Wolfson’s presence also reminds you that, despite the abundance of full frontal dude-ity that’s always been a key part of the Jackass DNA, there’s a distinct lack of toxicity around their broken-boned bro-ing out, at least onscreen. When a huge scorpion — don’t ask — starts to crawl down her chest, Pontius asks, “Do I have your permission to touch your breast and remove the scorpion?” “Consent! You have my consent!!!” she screams back. “It’s 2021,” he replies, and you’re not sure whether he means he’d better ask now, or that these overgrown adolescents have at least matured enough to the point where they recognize that some things are simply not, nor have ever been, cool.
Maturity is a loaded term when you’re talking about this franchise, however, which brings us back to the passage-of-time aspect. Getting gored and flipped by a raging bull when you’re a twentysomething skatepunk making viral videos and trying to crack up your buddies — and yes, releasing that don’t-try-this-at-home footage under the banner of a major media corporation and becoming a celebrity millionaire in the process — is comedy. Doing that same thing when you’re a middle-aged guy in his fifties with a family? Now you’re potentially courting tragedy. Jackass is no country for old men, unless it involves the Irving Zisman prosthetics. So seeing a gray-haired Knoxville walk into that bullring, as well as the O.G. guys suffering the slings and arrows of outrageous testicular damage long past an expiration date, introduces a whole other level of concern into the proceedings.

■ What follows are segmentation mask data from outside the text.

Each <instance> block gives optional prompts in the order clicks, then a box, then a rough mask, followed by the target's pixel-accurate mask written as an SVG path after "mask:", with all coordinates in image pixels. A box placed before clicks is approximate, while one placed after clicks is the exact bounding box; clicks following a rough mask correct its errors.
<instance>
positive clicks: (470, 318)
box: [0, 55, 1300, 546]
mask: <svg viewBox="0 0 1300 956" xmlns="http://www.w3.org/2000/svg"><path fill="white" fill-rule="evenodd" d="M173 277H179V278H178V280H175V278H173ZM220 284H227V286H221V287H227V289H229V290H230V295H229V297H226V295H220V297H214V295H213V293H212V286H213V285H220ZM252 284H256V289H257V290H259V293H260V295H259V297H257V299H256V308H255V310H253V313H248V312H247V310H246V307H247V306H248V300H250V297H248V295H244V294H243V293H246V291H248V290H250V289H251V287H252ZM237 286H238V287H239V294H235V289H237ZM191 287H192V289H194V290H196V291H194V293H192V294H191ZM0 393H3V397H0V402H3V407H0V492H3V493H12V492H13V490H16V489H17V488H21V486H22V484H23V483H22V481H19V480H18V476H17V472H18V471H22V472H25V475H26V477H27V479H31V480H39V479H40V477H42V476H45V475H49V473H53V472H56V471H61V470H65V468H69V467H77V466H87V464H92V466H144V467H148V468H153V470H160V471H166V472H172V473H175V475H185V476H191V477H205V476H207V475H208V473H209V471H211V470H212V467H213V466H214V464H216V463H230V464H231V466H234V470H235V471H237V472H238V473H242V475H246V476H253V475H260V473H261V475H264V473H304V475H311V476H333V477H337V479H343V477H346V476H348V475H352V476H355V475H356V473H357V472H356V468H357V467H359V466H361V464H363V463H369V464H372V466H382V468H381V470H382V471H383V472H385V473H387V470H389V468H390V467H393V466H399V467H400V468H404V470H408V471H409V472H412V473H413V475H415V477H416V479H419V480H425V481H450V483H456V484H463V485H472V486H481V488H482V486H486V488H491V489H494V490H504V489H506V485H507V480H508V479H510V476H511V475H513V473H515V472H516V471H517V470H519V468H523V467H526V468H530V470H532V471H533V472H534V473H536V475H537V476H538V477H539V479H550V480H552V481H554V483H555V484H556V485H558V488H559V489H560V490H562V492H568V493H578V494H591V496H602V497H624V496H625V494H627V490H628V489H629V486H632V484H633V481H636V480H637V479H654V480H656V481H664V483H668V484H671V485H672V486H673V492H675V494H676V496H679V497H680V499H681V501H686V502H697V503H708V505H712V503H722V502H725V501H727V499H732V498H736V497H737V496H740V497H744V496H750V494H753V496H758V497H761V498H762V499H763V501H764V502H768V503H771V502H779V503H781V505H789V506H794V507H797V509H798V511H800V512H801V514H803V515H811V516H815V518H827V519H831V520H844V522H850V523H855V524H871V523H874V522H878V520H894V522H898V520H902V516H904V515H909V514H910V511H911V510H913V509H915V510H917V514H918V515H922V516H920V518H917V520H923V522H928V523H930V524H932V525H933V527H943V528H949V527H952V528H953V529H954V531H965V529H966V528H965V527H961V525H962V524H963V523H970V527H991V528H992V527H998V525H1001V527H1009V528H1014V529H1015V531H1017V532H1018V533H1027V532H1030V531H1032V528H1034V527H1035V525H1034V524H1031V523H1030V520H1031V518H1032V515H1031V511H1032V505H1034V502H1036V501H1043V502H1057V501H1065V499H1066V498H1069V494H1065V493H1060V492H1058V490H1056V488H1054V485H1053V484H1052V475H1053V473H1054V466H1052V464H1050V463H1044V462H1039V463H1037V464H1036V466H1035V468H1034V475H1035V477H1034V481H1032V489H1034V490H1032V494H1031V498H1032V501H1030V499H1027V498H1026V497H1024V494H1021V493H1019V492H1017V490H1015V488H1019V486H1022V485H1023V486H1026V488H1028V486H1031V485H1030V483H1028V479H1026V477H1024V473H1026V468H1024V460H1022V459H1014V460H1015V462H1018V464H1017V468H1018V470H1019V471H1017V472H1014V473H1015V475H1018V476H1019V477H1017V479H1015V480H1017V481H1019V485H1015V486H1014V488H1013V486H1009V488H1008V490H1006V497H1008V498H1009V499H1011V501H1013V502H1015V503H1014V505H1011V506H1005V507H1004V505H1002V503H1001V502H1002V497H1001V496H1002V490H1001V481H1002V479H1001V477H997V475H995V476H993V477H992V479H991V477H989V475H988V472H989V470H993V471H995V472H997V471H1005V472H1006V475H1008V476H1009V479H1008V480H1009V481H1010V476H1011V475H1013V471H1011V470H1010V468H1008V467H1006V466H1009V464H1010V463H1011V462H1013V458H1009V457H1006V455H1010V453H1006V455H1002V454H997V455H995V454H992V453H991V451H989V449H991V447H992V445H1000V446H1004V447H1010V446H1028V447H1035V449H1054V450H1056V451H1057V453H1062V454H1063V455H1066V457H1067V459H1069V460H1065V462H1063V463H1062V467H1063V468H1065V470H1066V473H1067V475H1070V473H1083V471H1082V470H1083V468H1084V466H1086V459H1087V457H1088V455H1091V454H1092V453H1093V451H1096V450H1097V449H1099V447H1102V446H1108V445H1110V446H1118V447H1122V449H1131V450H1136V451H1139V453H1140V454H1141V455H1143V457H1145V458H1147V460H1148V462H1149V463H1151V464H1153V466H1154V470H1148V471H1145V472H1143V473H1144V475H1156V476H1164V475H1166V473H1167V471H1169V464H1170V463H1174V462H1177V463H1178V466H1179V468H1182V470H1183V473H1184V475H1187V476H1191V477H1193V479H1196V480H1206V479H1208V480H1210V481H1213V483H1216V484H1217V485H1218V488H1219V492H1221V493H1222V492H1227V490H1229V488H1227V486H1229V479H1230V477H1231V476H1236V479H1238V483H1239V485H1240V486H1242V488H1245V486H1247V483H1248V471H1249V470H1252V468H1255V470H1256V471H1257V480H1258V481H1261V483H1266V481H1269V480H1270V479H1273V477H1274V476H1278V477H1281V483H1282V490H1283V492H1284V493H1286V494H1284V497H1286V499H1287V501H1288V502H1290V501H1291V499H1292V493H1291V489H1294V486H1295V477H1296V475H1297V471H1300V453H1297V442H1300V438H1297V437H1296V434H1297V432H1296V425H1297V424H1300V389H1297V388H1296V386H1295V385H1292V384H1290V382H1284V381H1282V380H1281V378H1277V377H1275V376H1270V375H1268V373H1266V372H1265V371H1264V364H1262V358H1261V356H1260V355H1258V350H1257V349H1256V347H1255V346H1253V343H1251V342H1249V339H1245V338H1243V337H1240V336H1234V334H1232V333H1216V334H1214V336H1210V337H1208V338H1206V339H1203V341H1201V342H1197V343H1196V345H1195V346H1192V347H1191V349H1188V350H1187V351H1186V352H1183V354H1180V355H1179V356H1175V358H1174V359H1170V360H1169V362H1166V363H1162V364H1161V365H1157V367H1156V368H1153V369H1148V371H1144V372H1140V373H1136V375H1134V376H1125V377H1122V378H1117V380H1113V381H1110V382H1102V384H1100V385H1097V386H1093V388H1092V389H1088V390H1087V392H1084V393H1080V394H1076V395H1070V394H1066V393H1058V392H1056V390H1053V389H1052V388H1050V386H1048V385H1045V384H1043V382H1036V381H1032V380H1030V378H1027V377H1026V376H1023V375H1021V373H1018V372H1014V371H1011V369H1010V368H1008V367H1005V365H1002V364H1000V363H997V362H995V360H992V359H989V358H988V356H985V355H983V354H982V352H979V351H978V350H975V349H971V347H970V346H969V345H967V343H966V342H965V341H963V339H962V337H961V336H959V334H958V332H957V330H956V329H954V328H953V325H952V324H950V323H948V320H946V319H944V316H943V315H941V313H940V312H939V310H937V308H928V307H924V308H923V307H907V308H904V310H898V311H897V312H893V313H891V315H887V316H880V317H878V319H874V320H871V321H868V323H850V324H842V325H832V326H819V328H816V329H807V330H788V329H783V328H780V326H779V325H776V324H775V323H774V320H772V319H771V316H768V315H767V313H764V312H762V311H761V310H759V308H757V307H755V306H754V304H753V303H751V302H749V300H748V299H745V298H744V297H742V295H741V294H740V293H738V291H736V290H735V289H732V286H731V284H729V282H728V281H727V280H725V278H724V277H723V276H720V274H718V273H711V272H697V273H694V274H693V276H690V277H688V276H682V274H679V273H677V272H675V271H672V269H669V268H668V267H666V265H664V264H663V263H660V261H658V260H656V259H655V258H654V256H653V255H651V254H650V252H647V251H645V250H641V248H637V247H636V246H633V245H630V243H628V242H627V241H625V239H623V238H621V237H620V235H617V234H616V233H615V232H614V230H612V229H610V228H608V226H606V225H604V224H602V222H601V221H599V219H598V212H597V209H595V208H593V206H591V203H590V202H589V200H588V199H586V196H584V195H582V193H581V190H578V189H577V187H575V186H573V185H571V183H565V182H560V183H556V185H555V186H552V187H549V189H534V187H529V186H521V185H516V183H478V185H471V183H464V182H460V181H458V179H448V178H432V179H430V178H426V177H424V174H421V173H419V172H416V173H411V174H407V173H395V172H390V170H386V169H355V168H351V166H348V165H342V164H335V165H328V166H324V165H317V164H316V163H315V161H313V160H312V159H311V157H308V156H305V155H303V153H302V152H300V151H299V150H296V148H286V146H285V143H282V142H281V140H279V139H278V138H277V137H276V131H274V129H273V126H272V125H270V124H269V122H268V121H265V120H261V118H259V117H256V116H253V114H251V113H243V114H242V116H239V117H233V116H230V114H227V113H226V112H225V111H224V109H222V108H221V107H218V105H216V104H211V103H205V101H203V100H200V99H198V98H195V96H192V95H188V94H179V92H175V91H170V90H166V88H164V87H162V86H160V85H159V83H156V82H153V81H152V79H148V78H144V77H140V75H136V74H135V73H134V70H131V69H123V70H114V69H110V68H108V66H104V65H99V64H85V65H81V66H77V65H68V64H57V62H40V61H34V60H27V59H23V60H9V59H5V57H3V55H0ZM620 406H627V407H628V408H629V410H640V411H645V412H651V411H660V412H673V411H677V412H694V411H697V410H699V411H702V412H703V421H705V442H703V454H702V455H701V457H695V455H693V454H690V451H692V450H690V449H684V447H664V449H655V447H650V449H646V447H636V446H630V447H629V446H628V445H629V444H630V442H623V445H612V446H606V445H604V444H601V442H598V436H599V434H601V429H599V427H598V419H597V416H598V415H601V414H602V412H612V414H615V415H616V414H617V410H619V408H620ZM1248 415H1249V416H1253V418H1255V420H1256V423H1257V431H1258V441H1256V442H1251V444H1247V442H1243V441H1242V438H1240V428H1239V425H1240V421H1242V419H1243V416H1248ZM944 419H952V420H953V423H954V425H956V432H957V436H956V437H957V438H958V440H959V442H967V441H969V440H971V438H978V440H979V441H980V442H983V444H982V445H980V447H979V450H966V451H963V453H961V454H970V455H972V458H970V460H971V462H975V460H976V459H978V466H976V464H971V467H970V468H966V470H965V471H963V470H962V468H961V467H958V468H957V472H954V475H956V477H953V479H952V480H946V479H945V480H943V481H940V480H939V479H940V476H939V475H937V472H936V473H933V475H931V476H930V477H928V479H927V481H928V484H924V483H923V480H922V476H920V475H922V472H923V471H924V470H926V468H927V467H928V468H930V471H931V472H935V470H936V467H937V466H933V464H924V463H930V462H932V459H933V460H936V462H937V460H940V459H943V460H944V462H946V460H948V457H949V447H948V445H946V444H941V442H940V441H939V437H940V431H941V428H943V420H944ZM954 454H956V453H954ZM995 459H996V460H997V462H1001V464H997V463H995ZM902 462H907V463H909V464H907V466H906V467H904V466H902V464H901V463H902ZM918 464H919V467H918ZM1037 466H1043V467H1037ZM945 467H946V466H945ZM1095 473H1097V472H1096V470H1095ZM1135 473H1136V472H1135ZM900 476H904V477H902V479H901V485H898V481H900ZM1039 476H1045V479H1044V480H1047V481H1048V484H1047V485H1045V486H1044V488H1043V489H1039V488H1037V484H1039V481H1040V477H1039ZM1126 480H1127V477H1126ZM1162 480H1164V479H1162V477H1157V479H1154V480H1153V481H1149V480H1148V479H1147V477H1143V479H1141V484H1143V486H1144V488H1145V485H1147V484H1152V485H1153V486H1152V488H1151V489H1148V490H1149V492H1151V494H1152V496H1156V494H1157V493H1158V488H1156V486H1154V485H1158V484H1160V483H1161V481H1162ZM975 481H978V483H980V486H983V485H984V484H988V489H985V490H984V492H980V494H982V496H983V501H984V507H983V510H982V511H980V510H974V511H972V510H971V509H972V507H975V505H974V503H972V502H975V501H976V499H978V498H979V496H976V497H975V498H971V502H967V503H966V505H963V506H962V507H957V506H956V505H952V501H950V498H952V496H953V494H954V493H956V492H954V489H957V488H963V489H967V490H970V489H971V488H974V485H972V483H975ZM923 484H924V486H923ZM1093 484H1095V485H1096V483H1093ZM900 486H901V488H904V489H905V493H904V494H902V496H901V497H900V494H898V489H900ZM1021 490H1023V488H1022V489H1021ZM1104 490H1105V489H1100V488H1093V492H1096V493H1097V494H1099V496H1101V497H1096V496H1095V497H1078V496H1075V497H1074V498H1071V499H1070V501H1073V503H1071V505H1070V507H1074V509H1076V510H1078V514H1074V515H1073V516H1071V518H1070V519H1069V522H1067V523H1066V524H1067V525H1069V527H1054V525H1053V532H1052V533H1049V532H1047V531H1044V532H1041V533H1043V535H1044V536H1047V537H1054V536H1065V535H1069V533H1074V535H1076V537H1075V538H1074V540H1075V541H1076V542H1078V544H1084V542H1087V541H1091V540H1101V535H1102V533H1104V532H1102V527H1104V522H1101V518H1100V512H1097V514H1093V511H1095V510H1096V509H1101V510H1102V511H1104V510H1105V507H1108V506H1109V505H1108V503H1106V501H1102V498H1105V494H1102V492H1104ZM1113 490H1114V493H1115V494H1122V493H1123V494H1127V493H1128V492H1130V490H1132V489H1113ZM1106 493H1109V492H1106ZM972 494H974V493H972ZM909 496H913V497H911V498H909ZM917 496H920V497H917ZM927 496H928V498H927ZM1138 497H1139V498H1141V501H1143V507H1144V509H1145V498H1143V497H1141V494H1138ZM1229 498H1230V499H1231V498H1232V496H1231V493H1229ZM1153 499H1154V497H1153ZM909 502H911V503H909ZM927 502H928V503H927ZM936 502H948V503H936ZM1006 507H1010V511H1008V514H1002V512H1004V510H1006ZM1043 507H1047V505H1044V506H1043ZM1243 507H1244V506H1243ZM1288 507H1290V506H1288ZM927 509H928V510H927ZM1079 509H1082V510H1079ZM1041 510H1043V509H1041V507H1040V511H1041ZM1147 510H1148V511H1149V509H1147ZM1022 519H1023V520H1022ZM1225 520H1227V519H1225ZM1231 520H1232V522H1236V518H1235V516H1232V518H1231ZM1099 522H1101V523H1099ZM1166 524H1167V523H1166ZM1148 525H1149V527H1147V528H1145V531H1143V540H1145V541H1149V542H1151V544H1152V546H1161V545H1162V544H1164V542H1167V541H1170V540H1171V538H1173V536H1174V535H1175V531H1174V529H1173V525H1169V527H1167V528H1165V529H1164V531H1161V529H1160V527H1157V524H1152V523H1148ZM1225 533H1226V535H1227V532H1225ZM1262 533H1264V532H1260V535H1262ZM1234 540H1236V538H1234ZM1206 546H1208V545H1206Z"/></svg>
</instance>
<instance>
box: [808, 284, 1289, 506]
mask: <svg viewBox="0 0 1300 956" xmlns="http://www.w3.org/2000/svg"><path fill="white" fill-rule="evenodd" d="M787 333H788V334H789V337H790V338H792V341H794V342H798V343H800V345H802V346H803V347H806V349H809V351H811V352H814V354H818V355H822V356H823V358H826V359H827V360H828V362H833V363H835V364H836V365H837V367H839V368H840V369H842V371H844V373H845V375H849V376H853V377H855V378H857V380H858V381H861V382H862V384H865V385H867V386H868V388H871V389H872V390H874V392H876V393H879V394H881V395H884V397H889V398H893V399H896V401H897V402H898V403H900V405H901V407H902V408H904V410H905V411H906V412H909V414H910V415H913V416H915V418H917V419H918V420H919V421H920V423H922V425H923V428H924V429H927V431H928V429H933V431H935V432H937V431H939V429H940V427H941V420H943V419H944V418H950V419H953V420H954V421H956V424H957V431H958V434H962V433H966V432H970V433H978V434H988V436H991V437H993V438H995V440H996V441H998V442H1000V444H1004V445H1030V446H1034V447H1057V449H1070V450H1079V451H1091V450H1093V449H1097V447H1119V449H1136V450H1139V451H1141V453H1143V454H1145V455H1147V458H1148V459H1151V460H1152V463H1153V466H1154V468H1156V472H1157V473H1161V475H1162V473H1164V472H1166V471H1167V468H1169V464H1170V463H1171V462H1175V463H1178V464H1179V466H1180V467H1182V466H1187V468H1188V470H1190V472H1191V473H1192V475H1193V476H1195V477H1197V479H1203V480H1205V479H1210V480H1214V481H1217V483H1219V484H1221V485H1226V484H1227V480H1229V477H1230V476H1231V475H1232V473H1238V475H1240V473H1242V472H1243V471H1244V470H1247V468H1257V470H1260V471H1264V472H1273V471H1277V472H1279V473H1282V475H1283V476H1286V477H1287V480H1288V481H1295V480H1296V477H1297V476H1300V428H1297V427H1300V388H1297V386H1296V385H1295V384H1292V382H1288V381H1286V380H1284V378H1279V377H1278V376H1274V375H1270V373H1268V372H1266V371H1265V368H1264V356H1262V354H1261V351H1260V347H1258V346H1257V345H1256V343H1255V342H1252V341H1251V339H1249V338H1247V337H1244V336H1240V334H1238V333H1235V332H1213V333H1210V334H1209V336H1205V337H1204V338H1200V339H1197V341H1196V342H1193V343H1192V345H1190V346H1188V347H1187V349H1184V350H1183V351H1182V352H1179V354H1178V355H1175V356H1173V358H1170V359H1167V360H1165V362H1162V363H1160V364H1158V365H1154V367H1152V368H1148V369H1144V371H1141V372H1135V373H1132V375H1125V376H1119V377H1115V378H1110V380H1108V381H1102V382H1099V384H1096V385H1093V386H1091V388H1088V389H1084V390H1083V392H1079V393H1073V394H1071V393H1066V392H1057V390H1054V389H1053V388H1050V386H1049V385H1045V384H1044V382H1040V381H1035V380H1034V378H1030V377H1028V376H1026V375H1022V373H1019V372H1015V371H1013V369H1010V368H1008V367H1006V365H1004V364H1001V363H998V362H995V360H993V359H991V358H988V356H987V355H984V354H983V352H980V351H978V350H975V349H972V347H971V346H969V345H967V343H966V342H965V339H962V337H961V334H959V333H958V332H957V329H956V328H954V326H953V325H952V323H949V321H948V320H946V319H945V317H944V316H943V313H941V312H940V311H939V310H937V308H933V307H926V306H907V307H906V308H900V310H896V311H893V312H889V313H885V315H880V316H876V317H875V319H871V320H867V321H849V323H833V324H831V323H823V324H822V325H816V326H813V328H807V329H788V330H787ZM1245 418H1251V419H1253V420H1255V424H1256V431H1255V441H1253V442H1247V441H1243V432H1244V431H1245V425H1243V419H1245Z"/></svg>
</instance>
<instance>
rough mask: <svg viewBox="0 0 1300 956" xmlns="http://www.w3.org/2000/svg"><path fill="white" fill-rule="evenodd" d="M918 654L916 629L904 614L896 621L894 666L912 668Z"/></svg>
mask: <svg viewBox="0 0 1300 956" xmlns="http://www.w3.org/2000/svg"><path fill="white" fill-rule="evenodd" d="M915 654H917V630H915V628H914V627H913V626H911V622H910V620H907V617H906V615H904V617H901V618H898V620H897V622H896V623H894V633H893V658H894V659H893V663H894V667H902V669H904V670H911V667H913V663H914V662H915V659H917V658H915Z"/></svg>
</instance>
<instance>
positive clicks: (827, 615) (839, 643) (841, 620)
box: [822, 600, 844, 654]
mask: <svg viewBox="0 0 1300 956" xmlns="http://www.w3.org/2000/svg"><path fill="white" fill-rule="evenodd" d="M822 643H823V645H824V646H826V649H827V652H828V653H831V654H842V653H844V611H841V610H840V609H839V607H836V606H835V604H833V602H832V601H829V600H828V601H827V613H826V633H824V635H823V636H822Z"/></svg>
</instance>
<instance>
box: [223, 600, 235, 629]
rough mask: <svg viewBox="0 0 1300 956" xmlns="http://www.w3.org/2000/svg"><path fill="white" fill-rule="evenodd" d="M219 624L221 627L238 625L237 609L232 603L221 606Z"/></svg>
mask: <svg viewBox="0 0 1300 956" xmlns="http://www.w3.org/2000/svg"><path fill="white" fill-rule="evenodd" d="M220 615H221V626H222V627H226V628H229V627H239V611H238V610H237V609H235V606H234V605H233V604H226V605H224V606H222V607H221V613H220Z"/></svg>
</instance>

Some crew members are notably AWOL here; a tasteful credits shout-out to the late Ryan Dunn adds a sting of melancholy. Even if they are still 13-year-old boys at heart, they can’t do this for much longer. It’s partially why they brought fresh blood into the mix, but more importantly, it’s also why you find yourself so excited to see this longtime group of friends act like total and utter idiots. Forget the title: Jackass can’t go on forever. Just enjoy one last chance to see these beautiful fuck-ups do what they do best before they limp and hobble off into the sunset.